Total time: under ten minutes from pan to plate. Trout is one of the few weeknight dinners that genuinely feels like a small luxury.
**Mistakes to avoid:** Do not skip salting the cavity — fish flavor lives in the cavity and around the bones. Do not overcook; trout is thinner than cod and dries out quickly.
Fish Four: Tilapia and Other Mild White Fish — Where Sauce Matters
Tilapia, sole, swai, basa, and similar mild white fish are inexpensive and widely available, but they are bland on their own. They need a sauce or strong seasoning to be interesting. The technique below works for any thin mild white fish.
**The cut to buy:** Skinless fillets. Look for fillets that are not torn or pulling apart at the edges, which indicates poor handling.
**The technique that almost always works:** Bake in a sauce.

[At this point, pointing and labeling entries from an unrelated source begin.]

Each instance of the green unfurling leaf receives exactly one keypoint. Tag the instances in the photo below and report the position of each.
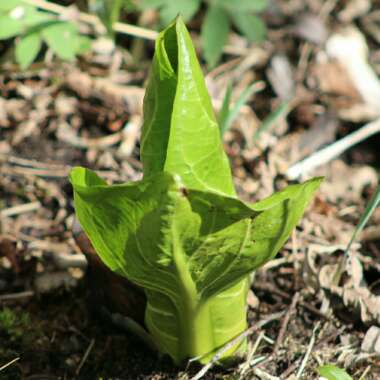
(180, 133)
(180, 233)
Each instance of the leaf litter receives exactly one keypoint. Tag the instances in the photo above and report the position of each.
(69, 333)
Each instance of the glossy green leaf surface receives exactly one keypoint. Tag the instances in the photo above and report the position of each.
(180, 233)
(190, 250)
(180, 134)
(332, 372)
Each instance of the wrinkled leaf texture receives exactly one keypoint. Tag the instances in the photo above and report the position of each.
(181, 233)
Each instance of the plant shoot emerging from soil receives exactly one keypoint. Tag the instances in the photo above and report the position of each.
(181, 233)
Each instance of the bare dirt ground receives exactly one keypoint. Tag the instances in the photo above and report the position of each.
(57, 115)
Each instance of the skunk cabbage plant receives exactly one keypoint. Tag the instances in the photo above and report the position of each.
(181, 233)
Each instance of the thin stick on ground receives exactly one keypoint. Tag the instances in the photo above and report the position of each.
(332, 151)
(284, 323)
(16, 296)
(271, 289)
(308, 352)
(85, 356)
(9, 363)
(234, 342)
(20, 209)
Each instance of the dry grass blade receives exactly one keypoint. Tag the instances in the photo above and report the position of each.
(332, 151)
(372, 205)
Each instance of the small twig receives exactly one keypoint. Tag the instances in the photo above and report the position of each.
(284, 323)
(247, 363)
(271, 289)
(16, 296)
(20, 209)
(308, 352)
(332, 151)
(85, 356)
(234, 342)
(9, 363)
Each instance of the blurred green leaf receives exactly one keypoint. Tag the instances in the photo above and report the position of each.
(27, 49)
(83, 44)
(9, 27)
(61, 38)
(33, 17)
(251, 26)
(107, 11)
(243, 5)
(371, 206)
(6, 6)
(214, 34)
(169, 9)
(332, 372)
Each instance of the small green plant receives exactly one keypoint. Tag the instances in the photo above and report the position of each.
(32, 27)
(13, 324)
(181, 233)
(219, 18)
(332, 372)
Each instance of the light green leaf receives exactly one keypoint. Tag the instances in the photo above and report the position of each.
(214, 34)
(190, 250)
(234, 111)
(9, 27)
(331, 372)
(27, 49)
(243, 5)
(180, 134)
(6, 6)
(61, 37)
(169, 9)
(280, 111)
(251, 26)
(180, 233)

Heat oven to 400°F. Lay fish fillets in a single layer in a baking dish. Pour over a sauce — lemon and garlic butter, tomato and capers, coconut milk and ginger, or any flavorful liquid — and bake for 12 to 15 minutes until the fish is opaque and flakes easily with a fork.
Baking in liquid does two things. It keeps thin, mild fish from drying out. And it lets a flavorful sauce permeate the fish from below. Pan-frying tilapia by itself produces a dry, characterless result; baking it in a real sauce produces a dish people will actually enjoy.
**Mistakes to avoid:** Do not pan-fry plain tilapia and expect it to be interesting. Do not skip a sauce or strong seasoning — these fish need backup. Do not overcook; check at 10 minutes by testing with a fork.
The Habit That Changes Everything
If you do nothing else after reading this, buy fish more often. Most home cooks treat fish as a special occasion ingredient. The fish at a normal supermarket — properly chosen, properly stored, properly cooked — makes excellent weeknight meals. The barrier is almost always the unfamiliarity, not the cost or the difficulty. Cook fish six times in two months and that barrier disappears.